Contrary to previous studies, our results disagreed with the findings by Bizymi et al. (23), who found that there was no statistically significant correlation between serum fibrinogen level and BSI and FACED scores.
During the 1-year follow-up of all recruited patients, we revealed that 37 (56.9%) cases experienced ≥3 exacerbations, and the univariate linear regression analysis revealed that current smokers, high level of fibrinogen, decreased FEV1%, cystic bronchiectasis; pseudomonas colonisation, previous exacerbation & hospital admission and ≥3 MRC dyspnoea scale were significant factors that associated with the occurrence of future exacerbation among the studied patients.
These follow-up results coincided with Lee et al.’s (20) study, which found that high serum fibrinogen levels and chronic colonisation with the Pseudomonas organism were significantly associated with future exacerbations in patients with bronchiectasis.
Another important finding of this study was that the predicted optimal serum fibrinogen threshold at which a high exacerbation rate would occur was 416.5 mg/dL, reflecting the fact that elevated serum fibrinogen levels are associated with increased severity of bronchiectasis and increased frequency of exacerbations.

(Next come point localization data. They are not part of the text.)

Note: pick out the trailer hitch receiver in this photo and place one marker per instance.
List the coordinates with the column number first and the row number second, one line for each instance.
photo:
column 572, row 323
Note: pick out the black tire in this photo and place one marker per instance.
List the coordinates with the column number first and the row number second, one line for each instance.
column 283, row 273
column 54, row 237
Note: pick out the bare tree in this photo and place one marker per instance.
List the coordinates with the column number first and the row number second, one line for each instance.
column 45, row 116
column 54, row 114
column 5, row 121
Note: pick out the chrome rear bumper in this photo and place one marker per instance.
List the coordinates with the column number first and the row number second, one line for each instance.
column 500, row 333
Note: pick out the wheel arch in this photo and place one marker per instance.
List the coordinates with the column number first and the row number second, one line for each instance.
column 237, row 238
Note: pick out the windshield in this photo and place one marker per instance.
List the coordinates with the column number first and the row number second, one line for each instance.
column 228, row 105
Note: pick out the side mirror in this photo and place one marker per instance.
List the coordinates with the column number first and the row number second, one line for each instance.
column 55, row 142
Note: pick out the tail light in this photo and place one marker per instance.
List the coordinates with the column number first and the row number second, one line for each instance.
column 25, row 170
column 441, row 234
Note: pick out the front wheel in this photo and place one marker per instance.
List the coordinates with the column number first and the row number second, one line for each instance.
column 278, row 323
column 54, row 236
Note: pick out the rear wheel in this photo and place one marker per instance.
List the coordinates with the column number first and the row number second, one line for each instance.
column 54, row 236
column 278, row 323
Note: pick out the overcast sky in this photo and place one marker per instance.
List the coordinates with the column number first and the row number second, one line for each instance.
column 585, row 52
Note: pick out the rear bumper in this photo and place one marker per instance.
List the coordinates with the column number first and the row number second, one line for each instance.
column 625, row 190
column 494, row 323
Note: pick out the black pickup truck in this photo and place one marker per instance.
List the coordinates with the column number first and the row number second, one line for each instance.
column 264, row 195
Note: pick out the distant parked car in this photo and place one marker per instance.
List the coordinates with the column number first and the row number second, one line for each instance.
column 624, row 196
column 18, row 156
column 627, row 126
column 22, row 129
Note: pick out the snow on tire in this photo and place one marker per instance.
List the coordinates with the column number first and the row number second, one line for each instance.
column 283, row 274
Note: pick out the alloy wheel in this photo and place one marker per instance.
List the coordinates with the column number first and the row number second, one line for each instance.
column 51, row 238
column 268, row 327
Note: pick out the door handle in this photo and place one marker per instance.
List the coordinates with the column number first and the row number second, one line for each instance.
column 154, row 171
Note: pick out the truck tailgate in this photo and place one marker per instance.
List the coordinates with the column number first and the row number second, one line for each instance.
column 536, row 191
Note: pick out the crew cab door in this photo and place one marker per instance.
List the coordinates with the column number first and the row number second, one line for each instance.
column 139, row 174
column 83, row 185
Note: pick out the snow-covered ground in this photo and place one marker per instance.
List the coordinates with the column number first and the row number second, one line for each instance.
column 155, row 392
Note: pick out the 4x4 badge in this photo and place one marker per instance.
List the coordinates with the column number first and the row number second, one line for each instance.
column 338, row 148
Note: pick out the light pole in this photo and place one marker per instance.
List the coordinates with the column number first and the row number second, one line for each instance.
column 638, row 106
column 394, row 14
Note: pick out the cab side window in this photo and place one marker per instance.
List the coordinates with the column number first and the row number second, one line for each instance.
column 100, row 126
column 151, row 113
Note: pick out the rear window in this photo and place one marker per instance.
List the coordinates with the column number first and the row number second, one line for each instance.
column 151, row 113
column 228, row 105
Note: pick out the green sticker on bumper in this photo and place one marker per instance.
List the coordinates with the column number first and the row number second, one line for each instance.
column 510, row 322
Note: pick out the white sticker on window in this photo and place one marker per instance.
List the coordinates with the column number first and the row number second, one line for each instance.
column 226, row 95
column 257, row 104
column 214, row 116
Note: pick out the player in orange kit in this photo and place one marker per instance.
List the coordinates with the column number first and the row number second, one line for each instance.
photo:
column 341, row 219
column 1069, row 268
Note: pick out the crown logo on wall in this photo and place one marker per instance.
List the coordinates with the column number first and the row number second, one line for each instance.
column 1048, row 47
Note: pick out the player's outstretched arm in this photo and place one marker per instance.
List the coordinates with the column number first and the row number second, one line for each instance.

Limitations of this study included a small number of recruited patients with bronchiectasis and that it was conducted in a single-centre population. Further studies with a larger sample size are needed to determine the reliability of using fibrinogen as a biomarker of bronchiectasis severity and as a follow-up biomarker.
The higher level of serum fibrinogen in patients with stable non-cystic fibrosis bronchiectasis was associated with higher disease severity scores and can be used as a good predictor of exacerbation. This recommended that a high level of serum fibrinogen indicated the need for using anti-inflammatory and antibiotic medications.